A digital edition of Simon Forman’s & Richard Napier’s medical records 1596–1634
The Casebooks Project aims to make available the astrological records of Simon Forman and Richard Napier — unparalleled resources in the history of early modern medicine. Our database of transcriptions, browsable and searchable, brings together the details of the thousands of clients who consulted these men and the questions they asked. It allows sophisticated interrogation and easy perusal of a manuscript archive famed as much for its difficulty as its riches.
A pilot project, funded by the Wellcome Trust and run by Lauren Kassell, tested the water in 2008–9 by concentrating on Forman’s volumes. Robert Ralley and Peter Forshaw produced a database that combined standardised information with excerpts of transcription. The result was saved as a Microsoft Excel file containing slightly over 10,000 rows of data, each corresponding to an entry in the original manuscripts. An automated transfer of this database into XML (Extensible Markup Language) provided the infrastructure for the systematic transcription and encoding of Forman’s records.
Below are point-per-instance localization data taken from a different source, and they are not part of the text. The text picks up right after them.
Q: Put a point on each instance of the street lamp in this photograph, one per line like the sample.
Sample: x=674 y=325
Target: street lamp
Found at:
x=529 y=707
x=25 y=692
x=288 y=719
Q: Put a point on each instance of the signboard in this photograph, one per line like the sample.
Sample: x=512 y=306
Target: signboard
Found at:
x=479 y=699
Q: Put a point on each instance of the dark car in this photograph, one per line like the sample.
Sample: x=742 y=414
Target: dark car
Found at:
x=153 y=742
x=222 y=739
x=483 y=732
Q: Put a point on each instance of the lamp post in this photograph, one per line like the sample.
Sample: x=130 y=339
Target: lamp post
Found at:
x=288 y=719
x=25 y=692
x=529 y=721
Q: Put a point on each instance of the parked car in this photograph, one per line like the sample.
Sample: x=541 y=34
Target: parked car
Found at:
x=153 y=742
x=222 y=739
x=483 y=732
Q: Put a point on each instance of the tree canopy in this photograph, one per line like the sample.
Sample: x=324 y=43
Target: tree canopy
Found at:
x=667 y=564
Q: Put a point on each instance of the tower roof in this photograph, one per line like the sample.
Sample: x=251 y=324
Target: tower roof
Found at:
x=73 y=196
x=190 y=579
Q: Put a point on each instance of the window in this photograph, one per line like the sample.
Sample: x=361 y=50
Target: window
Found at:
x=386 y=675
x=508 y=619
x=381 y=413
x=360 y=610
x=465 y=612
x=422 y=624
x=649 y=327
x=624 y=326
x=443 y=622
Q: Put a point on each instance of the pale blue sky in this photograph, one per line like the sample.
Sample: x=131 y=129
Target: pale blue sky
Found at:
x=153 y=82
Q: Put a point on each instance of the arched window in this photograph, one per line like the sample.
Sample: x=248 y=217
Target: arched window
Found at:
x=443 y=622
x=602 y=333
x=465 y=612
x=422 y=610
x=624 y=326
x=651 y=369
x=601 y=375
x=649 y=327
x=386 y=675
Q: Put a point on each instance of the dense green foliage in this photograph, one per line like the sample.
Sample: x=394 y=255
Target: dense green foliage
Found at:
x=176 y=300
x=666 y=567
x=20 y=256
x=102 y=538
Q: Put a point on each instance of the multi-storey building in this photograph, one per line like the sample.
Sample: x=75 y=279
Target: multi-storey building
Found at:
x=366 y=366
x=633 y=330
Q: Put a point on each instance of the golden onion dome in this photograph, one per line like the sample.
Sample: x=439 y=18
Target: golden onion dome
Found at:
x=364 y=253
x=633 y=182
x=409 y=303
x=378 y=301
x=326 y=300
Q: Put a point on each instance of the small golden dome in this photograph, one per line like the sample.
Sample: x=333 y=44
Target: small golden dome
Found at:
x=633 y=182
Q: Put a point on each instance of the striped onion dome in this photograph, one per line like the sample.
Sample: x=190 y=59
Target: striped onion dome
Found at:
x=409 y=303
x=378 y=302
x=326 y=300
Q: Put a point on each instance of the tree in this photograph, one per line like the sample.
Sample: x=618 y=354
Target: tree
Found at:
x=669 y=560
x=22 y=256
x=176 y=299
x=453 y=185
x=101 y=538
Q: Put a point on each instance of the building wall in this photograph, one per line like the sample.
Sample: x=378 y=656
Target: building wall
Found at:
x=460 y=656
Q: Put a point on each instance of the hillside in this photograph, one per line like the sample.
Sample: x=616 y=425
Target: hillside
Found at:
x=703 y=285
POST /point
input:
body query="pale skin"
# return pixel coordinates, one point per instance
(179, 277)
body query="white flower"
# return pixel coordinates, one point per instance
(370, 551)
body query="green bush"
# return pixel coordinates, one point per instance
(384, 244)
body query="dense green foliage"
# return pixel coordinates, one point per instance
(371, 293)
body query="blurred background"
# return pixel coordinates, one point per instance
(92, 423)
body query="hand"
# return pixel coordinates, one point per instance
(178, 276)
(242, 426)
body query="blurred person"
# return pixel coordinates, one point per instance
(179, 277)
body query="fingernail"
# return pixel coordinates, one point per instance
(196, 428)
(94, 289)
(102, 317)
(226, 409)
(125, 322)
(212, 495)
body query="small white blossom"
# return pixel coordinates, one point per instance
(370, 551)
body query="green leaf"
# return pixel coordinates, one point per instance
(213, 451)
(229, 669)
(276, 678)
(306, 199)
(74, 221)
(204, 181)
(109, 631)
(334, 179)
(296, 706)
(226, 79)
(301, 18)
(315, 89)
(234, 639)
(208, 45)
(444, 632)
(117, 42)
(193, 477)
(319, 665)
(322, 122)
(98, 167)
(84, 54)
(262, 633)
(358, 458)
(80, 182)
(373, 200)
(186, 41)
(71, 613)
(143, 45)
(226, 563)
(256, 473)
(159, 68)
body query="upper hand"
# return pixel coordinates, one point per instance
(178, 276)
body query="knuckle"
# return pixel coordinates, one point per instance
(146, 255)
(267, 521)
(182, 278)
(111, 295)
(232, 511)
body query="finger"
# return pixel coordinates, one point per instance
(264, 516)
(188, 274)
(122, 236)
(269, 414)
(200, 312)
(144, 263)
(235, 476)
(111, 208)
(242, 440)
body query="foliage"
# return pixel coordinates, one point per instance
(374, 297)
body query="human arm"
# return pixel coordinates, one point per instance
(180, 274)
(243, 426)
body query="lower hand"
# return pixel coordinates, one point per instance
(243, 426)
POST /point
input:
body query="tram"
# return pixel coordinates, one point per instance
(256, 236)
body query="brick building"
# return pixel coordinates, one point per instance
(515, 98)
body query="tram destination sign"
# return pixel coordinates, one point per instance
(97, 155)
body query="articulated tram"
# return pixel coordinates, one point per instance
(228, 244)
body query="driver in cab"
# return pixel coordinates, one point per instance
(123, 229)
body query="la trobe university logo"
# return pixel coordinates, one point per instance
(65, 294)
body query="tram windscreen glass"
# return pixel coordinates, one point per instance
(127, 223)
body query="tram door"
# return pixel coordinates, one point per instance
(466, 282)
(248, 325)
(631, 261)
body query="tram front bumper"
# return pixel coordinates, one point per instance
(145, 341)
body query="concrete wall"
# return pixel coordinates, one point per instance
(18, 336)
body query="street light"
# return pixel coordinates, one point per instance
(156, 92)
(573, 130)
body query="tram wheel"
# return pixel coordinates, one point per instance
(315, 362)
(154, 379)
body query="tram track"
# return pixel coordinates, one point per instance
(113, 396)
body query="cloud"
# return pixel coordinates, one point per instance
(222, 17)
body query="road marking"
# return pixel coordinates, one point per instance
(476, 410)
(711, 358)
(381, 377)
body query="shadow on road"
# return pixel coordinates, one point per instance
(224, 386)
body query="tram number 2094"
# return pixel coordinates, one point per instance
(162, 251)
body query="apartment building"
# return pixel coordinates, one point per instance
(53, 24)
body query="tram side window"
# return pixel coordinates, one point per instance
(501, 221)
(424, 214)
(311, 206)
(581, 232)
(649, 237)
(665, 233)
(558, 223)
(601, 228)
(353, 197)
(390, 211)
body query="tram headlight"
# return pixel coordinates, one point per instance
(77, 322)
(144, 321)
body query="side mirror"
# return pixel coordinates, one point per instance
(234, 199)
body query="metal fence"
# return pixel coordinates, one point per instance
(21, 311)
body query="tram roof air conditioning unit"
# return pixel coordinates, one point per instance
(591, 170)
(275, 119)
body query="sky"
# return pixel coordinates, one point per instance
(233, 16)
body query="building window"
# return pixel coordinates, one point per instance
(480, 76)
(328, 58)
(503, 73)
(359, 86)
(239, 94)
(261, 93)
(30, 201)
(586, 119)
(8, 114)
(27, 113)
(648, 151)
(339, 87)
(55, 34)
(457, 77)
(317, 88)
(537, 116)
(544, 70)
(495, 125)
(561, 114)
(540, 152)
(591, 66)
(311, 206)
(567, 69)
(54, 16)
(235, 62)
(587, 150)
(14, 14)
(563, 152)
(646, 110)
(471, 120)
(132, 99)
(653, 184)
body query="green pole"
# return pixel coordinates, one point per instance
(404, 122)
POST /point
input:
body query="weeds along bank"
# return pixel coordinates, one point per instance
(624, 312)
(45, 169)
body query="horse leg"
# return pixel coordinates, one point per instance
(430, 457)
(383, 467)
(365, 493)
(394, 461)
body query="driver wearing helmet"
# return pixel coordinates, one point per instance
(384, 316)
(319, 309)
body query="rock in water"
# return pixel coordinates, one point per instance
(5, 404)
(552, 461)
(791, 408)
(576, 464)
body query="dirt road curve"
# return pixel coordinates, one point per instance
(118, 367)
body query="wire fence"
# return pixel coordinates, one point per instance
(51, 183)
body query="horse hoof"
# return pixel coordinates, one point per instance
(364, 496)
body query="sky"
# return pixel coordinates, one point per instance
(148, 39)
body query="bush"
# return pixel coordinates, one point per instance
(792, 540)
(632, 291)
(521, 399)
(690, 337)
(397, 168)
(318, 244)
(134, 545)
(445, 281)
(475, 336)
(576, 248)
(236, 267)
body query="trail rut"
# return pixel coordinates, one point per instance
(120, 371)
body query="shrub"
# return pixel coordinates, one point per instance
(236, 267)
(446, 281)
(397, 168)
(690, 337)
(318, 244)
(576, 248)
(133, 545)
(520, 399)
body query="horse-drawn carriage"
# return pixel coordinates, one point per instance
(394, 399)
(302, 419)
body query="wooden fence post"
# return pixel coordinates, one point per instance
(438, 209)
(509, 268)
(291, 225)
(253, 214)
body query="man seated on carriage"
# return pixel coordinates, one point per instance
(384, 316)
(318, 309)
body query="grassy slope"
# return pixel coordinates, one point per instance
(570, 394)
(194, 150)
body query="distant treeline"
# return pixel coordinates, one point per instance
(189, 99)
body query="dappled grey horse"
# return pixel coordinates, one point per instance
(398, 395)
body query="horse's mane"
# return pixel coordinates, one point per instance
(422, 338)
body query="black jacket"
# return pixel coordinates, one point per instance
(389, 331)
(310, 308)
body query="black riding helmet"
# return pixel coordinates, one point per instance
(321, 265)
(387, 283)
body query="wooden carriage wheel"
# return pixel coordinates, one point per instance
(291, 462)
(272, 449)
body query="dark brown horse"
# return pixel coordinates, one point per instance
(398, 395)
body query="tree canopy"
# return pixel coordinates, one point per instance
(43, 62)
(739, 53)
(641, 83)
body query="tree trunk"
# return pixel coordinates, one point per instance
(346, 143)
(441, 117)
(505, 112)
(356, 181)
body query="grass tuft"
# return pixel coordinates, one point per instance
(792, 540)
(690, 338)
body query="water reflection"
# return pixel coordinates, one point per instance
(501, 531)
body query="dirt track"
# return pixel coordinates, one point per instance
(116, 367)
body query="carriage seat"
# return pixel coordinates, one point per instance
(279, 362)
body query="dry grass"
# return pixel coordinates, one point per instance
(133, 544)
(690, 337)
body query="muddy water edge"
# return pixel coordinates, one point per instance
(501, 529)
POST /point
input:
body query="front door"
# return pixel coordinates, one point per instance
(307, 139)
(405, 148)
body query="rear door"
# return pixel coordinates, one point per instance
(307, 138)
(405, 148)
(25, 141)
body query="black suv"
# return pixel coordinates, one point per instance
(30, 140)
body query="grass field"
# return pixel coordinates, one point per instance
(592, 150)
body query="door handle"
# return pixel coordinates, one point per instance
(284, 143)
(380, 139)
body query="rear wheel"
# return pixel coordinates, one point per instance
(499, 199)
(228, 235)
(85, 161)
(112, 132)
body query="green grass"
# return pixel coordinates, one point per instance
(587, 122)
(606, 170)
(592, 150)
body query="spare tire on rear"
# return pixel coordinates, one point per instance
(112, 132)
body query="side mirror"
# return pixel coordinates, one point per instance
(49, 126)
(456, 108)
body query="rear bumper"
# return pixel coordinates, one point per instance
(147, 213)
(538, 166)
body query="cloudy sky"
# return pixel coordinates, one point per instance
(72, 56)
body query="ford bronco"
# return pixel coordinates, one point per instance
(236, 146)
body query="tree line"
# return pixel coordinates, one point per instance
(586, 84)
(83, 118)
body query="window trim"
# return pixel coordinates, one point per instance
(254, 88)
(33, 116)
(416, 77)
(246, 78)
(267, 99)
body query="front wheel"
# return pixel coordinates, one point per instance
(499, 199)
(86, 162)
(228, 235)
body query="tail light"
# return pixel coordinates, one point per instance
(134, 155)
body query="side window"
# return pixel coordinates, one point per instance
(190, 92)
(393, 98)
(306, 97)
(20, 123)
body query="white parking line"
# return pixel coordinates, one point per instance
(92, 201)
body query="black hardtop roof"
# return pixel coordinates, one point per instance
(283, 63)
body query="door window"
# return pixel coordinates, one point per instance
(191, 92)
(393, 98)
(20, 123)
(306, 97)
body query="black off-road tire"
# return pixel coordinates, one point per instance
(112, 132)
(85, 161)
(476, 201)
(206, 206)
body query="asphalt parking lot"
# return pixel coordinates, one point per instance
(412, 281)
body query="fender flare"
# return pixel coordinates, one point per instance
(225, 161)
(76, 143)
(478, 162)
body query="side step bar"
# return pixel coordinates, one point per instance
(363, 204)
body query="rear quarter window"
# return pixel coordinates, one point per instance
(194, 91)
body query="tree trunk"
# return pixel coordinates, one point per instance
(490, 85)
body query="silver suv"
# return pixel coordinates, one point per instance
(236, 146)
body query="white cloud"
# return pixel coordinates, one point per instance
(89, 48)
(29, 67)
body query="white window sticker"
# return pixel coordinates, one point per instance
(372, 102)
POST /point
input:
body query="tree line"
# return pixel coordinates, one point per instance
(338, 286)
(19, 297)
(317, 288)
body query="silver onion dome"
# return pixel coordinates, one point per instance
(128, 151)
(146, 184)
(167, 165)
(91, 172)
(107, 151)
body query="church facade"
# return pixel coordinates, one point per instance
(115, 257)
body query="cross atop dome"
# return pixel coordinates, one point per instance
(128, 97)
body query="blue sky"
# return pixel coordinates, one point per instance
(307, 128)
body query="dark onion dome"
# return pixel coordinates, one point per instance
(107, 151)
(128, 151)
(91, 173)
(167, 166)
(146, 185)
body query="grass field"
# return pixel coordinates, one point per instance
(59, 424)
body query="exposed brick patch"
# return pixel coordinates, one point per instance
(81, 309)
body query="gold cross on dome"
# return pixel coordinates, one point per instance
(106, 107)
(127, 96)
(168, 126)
The full project began in 2010 and will run to 2013, supported by a programme grant from the Wellcome Trust and in partnership with the Bodleian Libraries. The question sections from all Forman’s surviving casebooks have now been transcribed according to carefully elaborated editorial policies based on the Text Encoding Initiative P5 Guidelines, which permit a more sophisticated combination of transcription and metadata. In turn, this means that more can be done with the stored information. The transcribed text accounts for only about 10% of each file, the rest being the analytical metadata.
The project’s technical director Michael Hawkins processed the pilot’s Excel sheet into 10,000 separate XML files, each representing a single case; these were checked manually by the project’s two research associates, Robert Ralley and John Young, and a full transcription of the question details added to every file. The results were released at the beginning of 2012. Since then, several refinements have been made to the coding and the search facility. Transcription and coding of Napier’s records from the same period (some 7,000 entries from between 1597 and 1603) was completed, on schedule, by the end of 2012, and the first tranche of his documents will be released this summer (2013).
Once transcribed and checked, each case has to be examined and its connections to other cases determined before it is ready to be made available.
The detailed metadata are linked to a series of master files collating the information and establishing links and correspondences. While these master files are generated automatically in the first instance, they need to be painstakingly revised to exclude false positives (two clients who share a name are not necessarily the same person) and to record connections and correspondences that only informed human analysis can identify. This is a process that demands care, expertise and judgment.
Drawing on this editorial work, on the metadata and on the transcriptions themselves, users will be able for the first time to move freely through the records of these astrologers’ consultations, and glimpse the worries, beliefs and preoccupations of people who lived four centuries ago.